Stabiliteitsprogramma van België 2016-2019
In toepassing van de Europese regelgeving moet België uiterlijk tegen eind april een stabiliteitsprogramma overmaken aan de Europese Commissie. Het stabiliteitsprogramma van België, ingediend door de federale staat, de Gewesten en de Gemeenschappen legt de krachtlijnen en doelstellingen vast voor het begrotingsbeleid in de periode 2016-2019.
Om het stabiliteitsprogramma op te stellen, heeft de regering zich gebaseerd op het advies van de Hoge Raad van Financiën (HRF) van 12 april 2016. Dit stabiliteitsprogramma voorziet een structureel begrotingsevenwicht voor de gezamenlijke overheid in 2018 en sluit hiermee aan bij het vorig jaar ingediende stabiliteitsprogramma.
Voor België in zijn geheel zou het structureel saldo moeten verbeteren met 0,61% van het bbp in 2016, met 0,90% in 2017 en met 0,80% in 2018 om tot het structureel evenwicht te komen, oftewel het nieuwe niveau van het MTO (budgettaire middellange termijndoelstelling).
De federale regering gaat door met haar beleid van structurele hervormingen. Naast de hervormingen in de sociale zekerheid, meer bepaald voor pensioenen, heeft de federale regering werk gemaakt van een tax shift, die wordt vertaald door een verlaging van de sociale en fiscale lasten op arbeid. Tegen de herfst zou de arbeidsmarkt hervormd moeten zijn. Al deze hervormingen beantwoorden aan de aanbevelingen van de Europese Commissie en de Raad van de Europese Unie.

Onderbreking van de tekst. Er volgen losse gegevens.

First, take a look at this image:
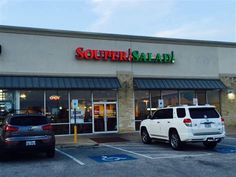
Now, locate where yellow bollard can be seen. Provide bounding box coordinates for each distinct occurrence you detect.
[74,125,78,144]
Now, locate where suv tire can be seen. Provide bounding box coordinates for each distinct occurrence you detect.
[203,141,217,149]
[169,130,183,150]
[46,148,55,158]
[141,128,152,144]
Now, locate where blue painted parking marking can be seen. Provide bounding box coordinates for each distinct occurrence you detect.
[215,146,236,153]
[90,154,137,163]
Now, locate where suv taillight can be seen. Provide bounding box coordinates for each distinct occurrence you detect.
[42,124,52,131]
[183,118,192,127]
[4,125,18,132]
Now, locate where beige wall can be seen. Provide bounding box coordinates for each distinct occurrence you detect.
[0,33,230,78]
[0,32,236,132]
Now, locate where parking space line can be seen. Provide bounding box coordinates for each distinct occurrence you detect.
[102,144,152,159]
[152,153,212,159]
[56,148,85,165]
[219,143,236,148]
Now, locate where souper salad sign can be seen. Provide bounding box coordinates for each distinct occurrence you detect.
[75,47,175,63]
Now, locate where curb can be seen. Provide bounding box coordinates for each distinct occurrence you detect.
[56,143,99,148]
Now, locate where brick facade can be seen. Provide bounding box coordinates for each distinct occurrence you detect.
[220,75,236,128]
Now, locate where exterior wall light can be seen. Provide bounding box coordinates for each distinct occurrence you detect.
[20,93,26,99]
[227,90,235,100]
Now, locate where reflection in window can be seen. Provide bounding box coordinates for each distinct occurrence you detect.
[46,90,69,123]
[20,90,44,113]
[196,90,206,105]
[134,91,150,130]
[207,90,220,112]
[179,90,195,105]
[0,90,15,116]
[161,90,179,107]
[70,90,92,133]
[93,90,116,102]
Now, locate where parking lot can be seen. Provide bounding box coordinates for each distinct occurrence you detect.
[0,137,236,177]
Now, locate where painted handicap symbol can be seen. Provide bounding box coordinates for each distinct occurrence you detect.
[90,154,136,163]
[102,155,127,162]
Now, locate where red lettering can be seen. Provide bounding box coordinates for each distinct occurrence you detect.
[75,47,84,59]
[84,49,94,59]
[104,50,111,60]
[93,50,101,60]
[127,48,133,62]
[119,51,127,61]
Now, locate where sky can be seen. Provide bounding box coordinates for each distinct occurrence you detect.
[0,0,236,42]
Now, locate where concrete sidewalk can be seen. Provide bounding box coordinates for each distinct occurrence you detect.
[56,132,141,147]
[56,127,236,147]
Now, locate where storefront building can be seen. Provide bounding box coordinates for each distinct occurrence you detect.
[0,26,236,135]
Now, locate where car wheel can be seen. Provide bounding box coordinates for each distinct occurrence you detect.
[141,129,152,144]
[203,141,217,149]
[169,131,183,150]
[46,148,55,158]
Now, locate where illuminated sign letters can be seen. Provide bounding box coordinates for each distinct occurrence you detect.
[75,47,175,63]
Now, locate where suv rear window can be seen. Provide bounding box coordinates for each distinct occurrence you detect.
[189,108,219,119]
[9,116,48,126]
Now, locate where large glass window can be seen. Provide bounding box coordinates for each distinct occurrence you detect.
[179,90,195,105]
[0,90,15,116]
[70,91,92,133]
[207,90,220,112]
[161,90,179,107]
[134,91,150,130]
[20,90,44,113]
[46,90,69,123]
[93,90,117,102]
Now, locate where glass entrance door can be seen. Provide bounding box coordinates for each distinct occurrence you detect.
[93,102,117,133]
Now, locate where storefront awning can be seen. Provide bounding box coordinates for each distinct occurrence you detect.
[134,78,226,90]
[0,76,120,89]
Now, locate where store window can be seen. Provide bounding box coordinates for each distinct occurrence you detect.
[150,91,161,115]
[0,90,15,116]
[196,90,206,105]
[161,90,179,107]
[70,91,93,133]
[179,90,195,105]
[93,90,117,102]
[207,90,221,112]
[134,91,150,130]
[46,90,69,123]
[20,90,44,113]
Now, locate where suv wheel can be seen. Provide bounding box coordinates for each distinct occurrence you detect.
[46,148,55,158]
[203,141,217,149]
[141,129,152,144]
[169,130,182,150]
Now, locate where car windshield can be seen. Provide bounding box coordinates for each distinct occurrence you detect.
[189,108,219,119]
[9,116,48,126]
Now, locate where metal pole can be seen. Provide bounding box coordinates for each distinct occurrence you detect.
[74,108,78,144]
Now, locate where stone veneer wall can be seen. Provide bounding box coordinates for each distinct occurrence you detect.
[220,75,236,128]
[117,72,135,133]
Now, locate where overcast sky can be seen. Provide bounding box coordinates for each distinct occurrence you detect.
[0,0,236,42]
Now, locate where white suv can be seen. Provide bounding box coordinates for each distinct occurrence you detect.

België heeft te kampen met de gevolgen van de asielcrisis en met het veiligheidsvraagstuk. Dit heeft ook een impact op de begroting van de verschillende overheden. De regering vraagt daarom om de kosten die verband houden met deze kwesties te analyseren binnen de flexibiliteitsclausule van het stabiliteits- en groeipact.
Na overleg met de gefedereerde entiteiten en het Overlegcomité is het stabiliteitsprogramma overgemaakt aan de Europese Commissie.